|POOJARI, SUDARSANA - Washington State University|
|OLFEMI, ALABI - Washington State University|
|NAIDU, RAYAPATI - Washington State University|
Submitted to: Journal of Virological Methods
Publication Type: Peer Reviewed Journal
Publication Acceptance Date: 5/17/2016
Publication Date: 5/28/2016
Citation: Poojari, S., Olfemi, A., Okubara, P.A., Naidu, R.A. 2016. Development of duplex SYBR Green I-based real-time quantitative reverse-transcription PCR for detection and discrimination of grapevine viruses. Journal of Virological Methods. 235(5):112:118.
Interpretive Summary: The 70 viruses known to infect grape plants complicate diagnosis and disease management. Sensitive and specific molecular diagnostic assays were developed for nine major grapevine viruses found in the state of Washington. Each virus could be diagnosed individually using single assays or, in six cases, in combination with a second virus. The six double (duplex) assays were used to show that our molecular diagnostics were more sensitive in detecting viruses in field- and greenhouse-grown grape samples, and in two insect vectors than were existing assays. Our assays have the potential for improving disease management and for determining virus transmission rates of insect vectors.
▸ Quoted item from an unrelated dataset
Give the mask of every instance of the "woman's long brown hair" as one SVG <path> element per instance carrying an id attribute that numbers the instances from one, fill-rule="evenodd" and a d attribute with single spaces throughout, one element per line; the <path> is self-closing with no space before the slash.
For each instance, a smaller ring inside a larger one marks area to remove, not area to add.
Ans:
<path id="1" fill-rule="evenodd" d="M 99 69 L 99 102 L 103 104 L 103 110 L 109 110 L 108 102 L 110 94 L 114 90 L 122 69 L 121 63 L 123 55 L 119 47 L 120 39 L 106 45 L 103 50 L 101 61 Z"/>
Technical Abstract: A SYBR® Green-based real-time quantitative reverse transcription PCR (qRT-PCR) assay in combination with melt curve analysis (MCA) was developed for the detection of nine grapevine viruses. The detection limits for singleplex qRT-PCR for all nine grapevine viruses were determined to be in the range of 214 to 1112 copies/µl of target DNA. Amplicons with melting temperatures (Tm) separated by least 2oC in the MCA could differentiate two viruses in the same reaction. Therefore, eight of the nine viruses could be co-diagnosed in five different combinations of duplex assays. Of 305 grape leaf petiole samples from the field or greenhouse, 162 were positive for at least one of the nine grapevine viruses using the duplex qRT-PCR assays. In contrast, only 127 samples were positive using endpoint RT-PCR and PCR assays, indicating the enhanced sensitivity of duplex real-time PCR. In addition, the duplex qRT-PCR assays detected Grapevine leafroll associated virus 3 (GLRaV-3) in its vector, the grape mealybug (Pseudococcus maritimus Ehrhorn) and Grapevine red blotch-associated virus (GRBaV) in Virginia creeper leafhopper (Erythroneura ziczac Walsh) vector. The singleplex and duplex real-time PCR assays developed in this study can be used to determine transmission efficiencies of insect vectors as well as for rapid and sensitive detection of viruses in infected grapevines.